Once frequent itemsets were identified, association rule mining was applied using the Apriori algorithm. Key mathematical metrics include:

#### **Key Formulae:**

- **Confidence:** Measures the likelihood of purchasing B given that A was purchased.
**Confidence(A → B)** = Support(A ∪ B) / Support(A)

- **Lift:** Determines how much more likely two products are bought together than independently.
**Lift(A → B)** = Support(A ∪ B) / (Support(A) × Support(B))

- **Leverage:** Measures the difference between observed and expected co-occurrence.
**Leverage(A → B)** = Support(A ∪ B) − Support(A) × Support(B)

### **3. Strongest Association Rules**

The table below highlights the most significant association rules discovered.

![Association Rules](additional_files/images/image3.png)

### **4. Comparative Analysis with FP-Growth Algorithm**

#### **Execution Time Comparison**

![Execution Time Table](additional_files/images/image4.png)

#### **Memory Usage Comparison**

![Memory Usage](additional_files/images/image6.png)

### **5. Time-Series Analysis and Forecasting**

#### **Seasonal Decomposition**

Using the `seasonal_decompose` function, the time-series data was broken down into key components: trend, seasonality, and residual.

![Seasonal Decomposition](additional_files/images/image7.png)

```python
scaler = StandardScaler()
numerical_cols = ['Unit price', 'Quantity', 'Tax 5%', 'Total', 'cogs', 'gross income', 'Rating']
df5[numerical_cols] = scaler.fit_transform(df5[numerical_cols])

result = seasonal_decompose(df5['Total'], model='additive', period=12)
```

- **Observed Component:** Captures fluctuations in the original time series.
- **Trend Component:** Highlights long-term patterns in sales.
- **Seasonal Component:** Identifies repeating seasonal trends.
- **Residual Component:** Shows remaining variability after extracting trend and seasonality.
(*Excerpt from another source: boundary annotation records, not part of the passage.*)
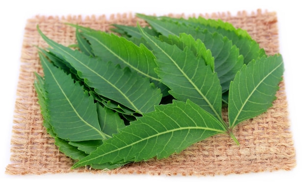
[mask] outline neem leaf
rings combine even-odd
[[[78,150],[89,154],[96,150],[98,147],[102,145],[103,141],[102,140],[88,140],[81,141],[69,141],[68,143],[70,145],[77,147]]]
[[[80,50],[88,56],[94,56],[94,54],[92,52],[91,45],[88,43],[88,41],[83,37],[77,29],[76,31],[76,38],[78,43],[78,47],[80,48]]]
[[[102,131],[109,136],[112,136],[113,134],[117,133],[119,130],[126,127],[118,113],[114,112],[106,107],[102,107],[99,104],[97,104],[97,113]]]
[[[182,50],[140,30],[156,56],[158,66],[156,71],[171,89],[170,93],[179,100],[190,99],[223,121],[220,81],[204,59],[197,58],[188,46]],[[190,39],[191,42],[195,42]]]
[[[233,80],[237,71],[243,66],[244,60],[243,56],[239,54],[239,48],[229,38],[217,32],[211,32],[206,29],[179,23],[172,19],[159,19],[139,14],[138,16],[144,19],[154,29],[163,35],[179,36],[184,33],[190,34],[195,40],[200,39],[214,58],[212,67],[214,66],[214,70],[217,73],[223,93],[229,89],[230,82]]]
[[[79,27],[80,28],[80,27]],[[155,57],[143,44],[136,45],[122,37],[112,33],[83,29],[82,35],[88,40],[96,56],[104,63],[111,61],[122,68],[128,67],[141,75],[148,77],[160,89],[161,92],[168,91],[161,83],[154,69],[157,67]]]
[[[263,57],[243,66],[230,83],[228,110],[230,129],[272,106],[283,72],[282,58],[278,55]]]
[[[73,50],[50,40],[38,29],[47,43],[78,71],[79,76],[97,93],[139,114],[154,110],[154,106],[160,102],[160,91],[148,78],[128,68],[123,69],[112,63],[103,63],[100,58]]]
[[[174,100],[155,107],[123,129],[73,168],[106,163],[139,162],[156,156],[160,159],[179,153],[191,144],[226,129],[198,105]]]
[[[36,79],[34,81],[34,88],[37,93],[38,103],[40,106],[41,114],[44,118],[43,125],[46,128],[47,132],[50,136],[53,138],[55,138],[56,134],[53,132],[52,126],[49,122],[49,115],[46,104],[46,99],[47,96],[45,89],[45,80],[42,77],[37,73],[35,73],[35,75]]]
[[[66,140],[56,137],[54,138],[54,144],[58,147],[60,151],[74,160],[81,160],[87,156],[77,147],[70,144],[69,141]]]
[[[257,59],[262,56],[266,56],[265,52],[260,48],[259,44],[254,40],[248,32],[241,28],[236,28],[231,24],[224,22],[221,20],[207,19],[201,17],[183,18],[174,18],[167,17],[154,17],[146,16],[141,14],[137,16],[148,22],[151,25],[158,26],[163,29],[163,26],[158,25],[158,21],[162,22],[167,21],[179,24],[184,24],[201,30],[206,29],[211,33],[217,32],[231,40],[240,50],[240,54],[244,56],[244,63],[248,64],[253,59]],[[167,26],[165,28],[172,29],[172,26]],[[165,29],[167,30],[167,28]],[[174,34],[172,31],[170,34]]]
[[[49,122],[59,138],[70,141],[104,140],[94,99],[78,83],[40,54],[44,69]]]
[[[82,35],[103,62],[112,61],[122,68],[128,67],[145,77],[160,81],[154,70],[157,67],[155,58],[144,45],[138,46],[123,37],[99,31],[84,32]]]

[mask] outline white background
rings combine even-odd
[[[305,181],[306,166],[307,131],[306,81],[306,11],[303,1],[277,0],[1,0],[0,2],[0,141],[1,156],[0,181],[9,184],[51,185],[65,184],[116,185],[307,185]],[[212,1],[212,2],[211,2]],[[284,77],[296,150],[297,165],[291,171],[249,173],[229,176],[166,176],[149,175],[107,175],[90,174],[45,174],[40,176],[11,176],[4,173],[9,163],[10,140],[16,91],[19,74],[21,50],[26,20],[36,15],[109,15],[113,13],[144,13],[157,15],[168,13],[186,14],[230,12],[235,15],[239,11],[250,13],[258,8],[277,13],[280,52],[285,71]],[[304,174],[305,173],[305,174]],[[302,182],[298,182],[302,180]],[[64,184],[63,184],[64,185]]]

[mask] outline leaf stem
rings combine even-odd
[[[230,136],[230,137],[231,137],[231,138],[232,139],[232,140],[233,140],[234,141],[234,142],[235,142],[235,143],[238,145],[240,145],[240,143],[239,142],[239,141],[238,140],[236,139],[236,138],[235,138],[235,137],[234,136],[234,135],[233,135],[233,133],[232,133],[232,131],[231,130],[229,130],[228,131],[228,133],[229,134],[229,135]]]

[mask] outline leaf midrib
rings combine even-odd
[[[129,103],[130,103],[131,106],[132,106],[133,108],[134,108],[134,109],[136,111],[137,111],[137,112],[138,112],[140,114],[142,114],[142,112],[141,112],[141,111],[140,111],[136,106],[135,105],[134,105],[134,104],[133,104],[133,103],[130,100],[130,99],[129,99],[129,98],[128,97],[127,97],[127,96],[124,93],[123,93],[123,92],[119,89],[119,88],[118,88],[117,87],[116,87],[114,85],[113,85],[112,83],[111,83],[110,82],[109,82],[109,81],[108,81],[106,79],[104,78],[104,77],[103,77],[103,76],[101,76],[100,74],[99,74],[98,73],[97,73],[96,71],[94,70],[92,70],[92,69],[91,69],[90,68],[89,68],[88,66],[85,65],[84,64],[83,64],[83,63],[82,63],[81,61],[79,61],[79,60],[78,60],[77,58],[76,58],[76,57],[75,57],[75,56],[71,55],[69,52],[67,52],[66,51],[65,51],[65,50],[63,50],[62,48],[60,48],[60,49],[63,52],[66,53],[67,55],[69,55],[71,57],[73,58],[74,60],[75,60],[76,61],[77,61],[77,62],[78,62],[80,64],[83,65],[85,68],[86,68],[87,69],[88,69],[88,70],[89,70],[90,71],[91,71],[92,72],[94,73],[94,74],[96,74],[96,75],[97,75],[99,77],[100,77],[100,78],[103,79],[104,81],[106,82],[107,83],[108,83],[109,85],[110,85],[112,87],[113,87],[114,88],[115,88],[117,91],[118,91],[121,94],[122,94],[124,97],[128,101],[128,102],[129,102]]]
[[[149,74],[145,73],[141,70],[140,70],[139,69],[138,69],[137,68],[135,68],[135,67],[134,67],[133,66],[131,65],[129,62],[128,62],[128,61],[127,61],[126,60],[125,60],[125,59],[124,59],[123,58],[122,58],[121,56],[119,56],[118,55],[117,55],[117,54],[116,54],[116,53],[115,53],[113,50],[112,50],[109,47],[108,47],[107,46],[106,46],[105,45],[104,45],[103,43],[102,43],[100,41],[99,41],[97,38],[93,37],[92,35],[90,35],[89,34],[87,34],[87,36],[88,37],[90,37],[91,38],[92,38],[93,40],[96,41],[97,43],[98,43],[99,44],[100,44],[101,45],[102,45],[102,46],[103,46],[105,49],[106,49],[108,51],[109,51],[111,53],[112,53],[112,54],[113,54],[113,55],[114,55],[115,56],[116,56],[116,57],[117,57],[118,59],[119,59],[121,61],[122,61],[124,63],[125,63],[125,64],[126,64],[127,66],[128,66],[129,67],[131,68],[132,69],[133,69],[133,70],[136,71],[137,72],[141,74],[142,75],[149,77],[151,79],[152,79],[153,80],[155,80],[155,81],[157,81],[158,82],[161,81],[161,80],[158,78],[156,78],[154,77],[153,77],[151,75],[150,75]]]
[[[246,99],[246,100],[245,100],[245,101],[244,101],[244,102],[243,103],[243,104],[242,104],[242,106],[241,107],[241,108],[240,108],[240,109],[238,111],[238,114],[237,114],[237,115],[234,118],[234,119],[233,120],[233,121],[232,122],[232,123],[231,123],[231,124],[230,125],[230,128],[232,128],[234,127],[234,124],[235,123],[235,122],[236,121],[237,119],[238,119],[238,117],[239,117],[239,115],[240,115],[240,114],[241,113],[241,112],[243,111],[243,108],[244,107],[244,106],[245,106],[245,105],[246,104],[246,103],[247,103],[247,101],[249,100],[249,99],[250,99],[250,98],[251,97],[251,96],[252,96],[252,95],[253,95],[253,94],[257,90],[257,88],[260,86],[260,85],[270,75],[271,75],[274,71],[275,71],[278,68],[279,68],[281,65],[282,65],[282,64],[281,63],[279,65],[278,65],[278,66],[277,66],[275,68],[274,68],[271,72],[270,72],[269,73],[268,73],[267,75],[266,75],[265,76],[264,76],[263,77],[263,78],[262,78],[262,79],[259,82],[259,83],[258,83],[257,84],[257,85],[255,87],[255,88],[254,89],[254,90],[253,90],[253,91],[252,91],[251,92],[251,93],[249,95],[249,96],[248,96],[247,98]]]
[[[130,143],[128,144],[127,145],[125,145],[124,146],[123,146],[121,148],[116,148],[116,149],[112,150],[112,151],[108,151],[107,153],[105,153],[103,154],[102,154],[101,155],[98,156],[95,156],[95,158],[91,158],[90,159],[87,160],[85,161],[82,162],[81,162],[82,163],[84,163],[86,162],[90,162],[92,160],[99,158],[100,157],[106,156],[108,154],[111,154],[113,152],[117,152],[117,151],[120,151],[122,149],[125,149],[126,148],[127,148],[129,146],[133,146],[136,144],[137,144],[138,143],[140,143],[143,141],[144,140],[150,140],[151,138],[153,138],[157,136],[159,136],[160,135],[162,135],[163,134],[166,134],[167,133],[173,133],[174,132],[176,132],[176,131],[180,131],[180,130],[210,130],[210,131],[214,131],[214,132],[218,132],[218,133],[225,133],[225,131],[222,131],[222,130],[218,130],[218,129],[213,129],[213,128],[209,128],[209,127],[199,127],[199,126],[196,126],[196,127],[180,127],[179,128],[177,128],[177,129],[172,129],[172,130],[167,130],[166,131],[164,131],[163,132],[159,132],[158,133],[154,135],[152,135],[150,136],[149,136],[148,137],[146,137],[145,138],[142,138],[142,139],[138,140],[137,141],[136,141],[132,143]],[[76,167],[77,166],[78,166],[78,163],[77,163],[76,164],[75,164],[73,166],[73,168],[74,167]]]
[[[195,89],[195,90],[196,90],[196,91],[200,94],[200,95],[201,95],[201,96],[204,98],[204,99],[205,99],[205,100],[207,102],[207,103],[209,105],[209,107],[213,111],[213,112],[214,113],[214,114],[217,117],[218,119],[220,120],[220,121],[221,121],[222,123],[223,123],[224,122],[224,120],[221,117],[221,116],[220,116],[220,115],[215,110],[215,109],[214,109],[214,108],[213,107],[213,106],[211,104],[211,103],[209,101],[209,100],[206,98],[206,97],[205,95],[204,95],[204,94],[203,93],[202,93],[201,90],[199,90],[199,89],[198,89],[197,86],[196,86],[196,85],[193,82],[192,80],[190,79],[188,77],[188,76],[186,75],[186,74],[185,73],[184,73],[184,72],[183,71],[182,71],[182,70],[181,69],[181,68],[177,64],[176,61],[171,57],[171,56],[170,56],[169,55],[168,55],[168,54],[167,54],[167,53],[166,53],[162,48],[161,48],[158,45],[157,45],[154,41],[153,41],[150,38],[148,37],[148,36],[144,33],[143,29],[141,29],[140,30],[141,30],[141,31],[143,33],[143,35],[146,36],[146,37],[149,40],[150,40],[157,47],[158,47],[158,48],[159,48],[165,55],[166,55],[166,56],[168,58],[169,58],[171,60],[171,61],[174,63],[174,64],[176,66],[176,67],[177,68],[177,69],[178,69],[178,70],[184,76],[184,77],[186,78],[186,79],[187,79],[188,80],[189,82],[190,82],[190,83],[191,83],[191,84],[192,84],[192,85]]]
[[[42,61],[45,63],[45,64],[46,63],[46,62],[45,61],[45,60],[43,60]],[[48,70],[49,70],[49,71],[50,72],[51,75],[52,77],[52,78],[54,80],[55,83],[56,83],[56,85],[57,85],[57,86],[59,87],[59,88],[60,89],[60,90],[61,90],[61,92],[63,94],[63,95],[64,95],[64,96],[65,97],[65,99],[66,99],[66,100],[68,102],[68,103],[69,104],[69,105],[71,106],[71,107],[72,107],[72,108],[73,109],[73,110],[74,110],[74,112],[76,113],[76,114],[77,115],[77,116],[78,116],[78,117],[79,117],[79,118],[82,121],[83,121],[84,123],[85,123],[85,124],[86,124],[86,125],[89,126],[90,127],[92,128],[92,129],[93,129],[94,130],[95,130],[96,131],[97,131],[102,137],[102,139],[103,140],[106,140],[107,139],[106,138],[106,136],[107,136],[109,138],[110,138],[111,137],[107,135],[106,134],[104,134],[103,133],[102,133],[102,131],[100,131],[99,130],[97,129],[96,128],[94,127],[93,126],[92,126],[92,125],[91,125],[90,123],[89,123],[87,121],[85,121],[80,116],[80,115],[79,115],[79,113],[77,112],[77,111],[76,110],[76,109],[75,108],[75,107],[74,106],[74,105],[73,105],[73,104],[72,103],[72,102],[70,101],[70,100],[69,100],[69,99],[68,98],[68,97],[67,96],[67,95],[66,95],[66,94],[65,93],[65,92],[63,91],[63,89],[62,89],[62,87],[61,87],[60,84],[59,83],[58,81],[57,80],[56,78],[55,78],[55,77],[54,76],[53,73],[52,72],[52,70],[50,69],[50,68],[49,68],[49,67],[48,66],[48,65],[46,64],[46,67],[47,67],[47,69],[48,69]]]

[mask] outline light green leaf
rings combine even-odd
[[[99,31],[84,31],[82,35],[89,41],[94,55],[100,57],[103,62],[111,61],[119,64],[122,68],[128,67],[149,78],[164,95],[168,94],[168,90],[154,70],[157,67],[155,57],[144,45],[141,44],[139,46],[124,37]]]
[[[200,40],[205,49],[209,50],[214,58],[214,64],[208,65],[214,68],[214,71],[217,73],[222,92],[229,90],[230,82],[233,80],[237,71],[244,64],[243,56],[240,55],[239,48],[233,45],[231,41],[217,32],[211,32],[205,28],[192,26],[187,24],[188,21],[185,24],[179,23],[172,19],[160,20],[148,16],[139,16],[148,22],[154,29],[163,35],[170,37],[172,35],[179,36],[185,33],[190,34],[195,40]],[[183,49],[178,42],[175,44]],[[185,43],[183,46],[186,45]]]
[[[103,142],[102,140],[88,140],[81,141],[69,141],[68,143],[70,145],[77,147],[79,151],[90,154],[92,152],[96,150],[98,147],[102,145]]]
[[[43,125],[46,128],[47,133],[52,137],[55,138],[56,134],[54,133],[52,126],[49,122],[49,116],[48,111],[46,105],[46,93],[45,89],[45,80],[42,77],[35,73],[36,79],[34,81],[34,88],[37,93],[37,98],[38,99],[38,103],[40,106],[41,114],[43,116],[44,120],[43,121]]]
[[[106,107],[97,104],[98,120],[102,131],[110,136],[118,132],[119,130],[125,128],[124,120],[121,118],[118,113],[114,112]]]
[[[49,123],[59,138],[71,141],[103,140],[94,99],[78,83],[40,54],[44,69]]]
[[[59,150],[74,160],[81,160],[87,156],[84,152],[69,144],[69,141],[59,138],[54,138],[54,144],[58,147]]]
[[[170,93],[180,101],[190,99],[223,121],[220,81],[211,67],[206,65],[204,59],[197,58],[188,46],[181,50],[142,29],[141,32],[153,48],[159,67],[156,71],[162,82],[171,89]],[[185,36],[180,35],[183,38]],[[191,42],[195,42],[194,39],[190,39]]]
[[[138,46],[123,37],[99,31],[84,32],[82,35],[89,41],[95,55],[103,62],[112,61],[122,68],[128,67],[145,77],[160,81],[154,71],[157,67],[154,56],[143,45]]]
[[[94,56],[94,54],[93,53],[92,47],[88,41],[83,37],[78,29],[76,30],[76,38],[78,43],[78,47],[80,48],[80,50],[88,56]]]
[[[167,17],[154,17],[146,16],[140,14],[137,16],[148,22],[152,26],[159,29],[159,32],[174,34],[176,31],[176,24],[191,26],[204,30],[205,29],[214,33],[218,33],[226,37],[240,50],[240,54],[244,56],[244,63],[248,64],[253,59],[257,59],[266,56],[265,52],[260,48],[259,44],[254,40],[246,30],[236,28],[231,24],[224,22],[221,20],[207,19],[201,17],[183,18],[174,18]],[[172,25],[166,24],[172,24]],[[180,32],[185,32],[181,31]],[[208,46],[207,46],[209,48]],[[212,51],[212,53],[214,52]]]
[[[87,86],[95,88],[97,93],[139,114],[154,110],[154,106],[161,101],[160,90],[150,83],[149,79],[128,68],[121,69],[112,63],[103,63],[100,59],[73,50],[50,40],[38,30],[47,43],[78,71],[78,76],[84,79]]]
[[[160,159],[179,153],[192,144],[217,134],[225,133],[222,123],[198,105],[174,100],[144,114],[73,168],[91,164]]]
[[[243,66],[230,83],[229,103],[230,129],[272,106],[283,72],[281,55],[263,57]]]

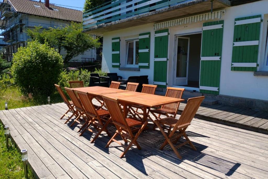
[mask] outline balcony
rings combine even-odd
[[[228,0],[119,0],[109,1],[83,14],[84,32],[103,33],[210,12],[230,6]]]

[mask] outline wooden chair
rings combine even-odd
[[[176,155],[179,158],[181,159],[181,156],[177,151],[177,149],[186,144],[189,143],[193,149],[196,150],[195,147],[188,138],[185,132],[188,126],[191,124],[191,122],[194,116],[200,106],[202,101],[205,98],[204,96],[197,97],[189,98],[187,104],[181,115],[178,120],[170,117],[155,120],[154,122],[160,129],[166,140],[160,147],[162,150],[165,146],[168,143],[174,151]],[[169,129],[167,134],[161,126],[167,126],[169,127]],[[171,128],[173,129],[171,130]],[[174,146],[180,138],[184,137],[186,141],[176,146]]]
[[[126,85],[126,91],[136,92],[139,83],[137,83],[128,82]]]
[[[157,85],[143,84],[142,85],[142,93],[146,93],[151,94],[154,94],[154,93],[155,92],[155,89],[157,87]],[[134,110],[132,108],[133,107],[136,108],[136,110]],[[136,117],[136,115],[137,115],[140,119],[143,120],[143,119],[140,116],[140,115],[143,115],[143,113],[142,112],[138,112],[138,110],[139,109],[140,109],[142,110],[142,108],[143,107],[142,106],[137,105],[132,105],[131,107],[130,107],[129,108],[134,113],[133,117]]]
[[[111,82],[111,85],[110,85],[110,88],[113,88],[114,89],[119,89],[119,87],[120,87],[120,82],[117,81],[112,81]]]
[[[79,92],[77,92],[77,93],[83,105],[83,109],[84,110],[84,113],[88,118],[87,120],[78,131],[79,132],[81,131],[79,136],[82,136],[87,130],[96,134],[91,141],[91,143],[94,142],[104,130],[105,131],[109,136],[110,136],[106,128],[111,120],[109,116],[110,115],[109,112],[102,109],[96,110],[92,103],[92,99],[94,97],[88,93]],[[92,125],[97,129],[97,132],[95,132],[88,128],[91,125]]]
[[[75,111],[74,114],[75,115],[77,115],[77,116],[74,120],[73,123],[71,124],[70,126],[72,126],[76,122],[80,124],[80,121],[81,120],[85,122],[87,119],[86,118],[84,114],[84,110],[83,110],[82,103],[81,103],[80,100],[78,99],[77,96],[76,96],[76,94],[74,90],[66,87],[64,88],[64,89],[67,92],[69,96],[70,97],[70,98],[71,98],[72,101],[73,103],[73,104],[74,105],[74,108],[76,109]],[[81,119],[81,117],[82,118]],[[64,123],[66,124],[68,122],[70,119],[70,118],[67,119]]]
[[[165,96],[181,99],[185,89],[184,88],[168,87],[167,88],[167,91]],[[150,109],[148,111],[147,114],[148,116],[150,116],[149,113],[149,112],[151,112],[157,119],[160,118],[160,117],[161,114],[165,115],[166,117],[172,117],[175,118],[176,117],[176,115],[177,114],[178,109],[179,105],[179,102],[165,104],[161,106],[160,109]],[[156,114],[158,114],[158,116],[156,116]],[[173,115],[173,116],[170,116],[169,115],[169,114]],[[156,126],[155,124],[155,126],[154,126],[154,129],[156,127]]]
[[[102,97],[111,115],[113,123],[117,129],[105,147],[109,147],[113,141],[115,142],[124,147],[125,150],[120,155],[120,158],[124,156],[132,144],[135,145],[138,149],[141,149],[141,148],[138,143],[137,139],[147,125],[147,121],[142,122],[133,118],[125,118],[124,117],[118,100],[110,98],[105,96]],[[133,131],[137,131],[135,135],[132,133]],[[127,146],[116,140],[116,137],[118,134],[121,136],[125,143],[129,142]]]
[[[70,81],[69,84],[71,88],[84,87],[84,82],[82,81]]]
[[[67,106],[68,107],[69,109],[68,110],[66,111],[66,112],[64,113],[61,117],[61,118],[59,119],[61,119],[63,118],[63,117],[64,116],[66,116],[67,118],[68,118],[68,120],[69,120],[73,116],[74,116],[75,114],[75,109],[73,108],[73,107],[74,105],[73,103],[73,101],[69,101],[68,100],[68,99],[67,98],[67,97],[66,97],[66,96],[64,94],[64,93],[63,92],[63,91],[62,91],[62,90],[61,89],[61,88],[60,86],[57,85],[56,85],[55,84],[54,85],[55,85],[55,86],[56,87],[56,88],[57,89],[58,92],[59,92],[59,93],[60,95],[61,96],[61,97],[62,98],[62,99],[63,100],[63,101],[65,103],[66,105],[67,105]],[[69,116],[67,114],[69,112],[71,112],[73,113],[73,114],[70,116]],[[76,116],[77,117],[77,116]]]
#### **Predictive Modeling Using ARIMA**

ARIMA (AutoRegressive Integrated Moving Average) was applied to forecast future sales trends.

![ARIMA Forecast](additional_files/images/image8.png)

```python
model = ARIMA(df5['Total'], order=(1, 1, 1))
result = model.fit()

# Generate forecast for the next 5 time points
forecast_steps = 5
forecast = result.get_forecast(steps=forecast_steps).predicted_mean
```

**Key Insights:**

- ARIMA effectively captures historical patterns to predict future sales.
- The model suggests a stable or slow-changing trend in customer behavior.

#### **Rolling Mean for Trend Analysis**

To smooth out short-term fluctuations and highlight long-term trends, a rolling mean was calculated.

```python
df5['Total_Rolling_Mean'] = df5['Total'].rolling(window=3).mean()
```

![Rolling Mean Analysis](additional_files/images/image9.png)

- **Frequent fluctuations in total sales** are observed, likely influenced by daily transactions.
- The rolling mean smooths out these fluctuations to provide a clearer trend.

## Conclusion

This project provides deep insights into supermarket purchasing patterns. By leveraging association rule mining, clustering, and time-series forecasting, businesses can:

- Optimize inventory management.
- Implement effective cross-selling strategies.
- Enhance targeted promotions based on customer behavior.

## Acknowledgments

- **Libraries Used**: Pandas, NumPy, Matplotlib, Seaborn, Scikit-learn, Mlxtend, Statsmodels.
- **Dataset Source**: Included within the repository [here](additional_files/supermarket-sales.csv).

## License

This project is open-source and available under the MIT License.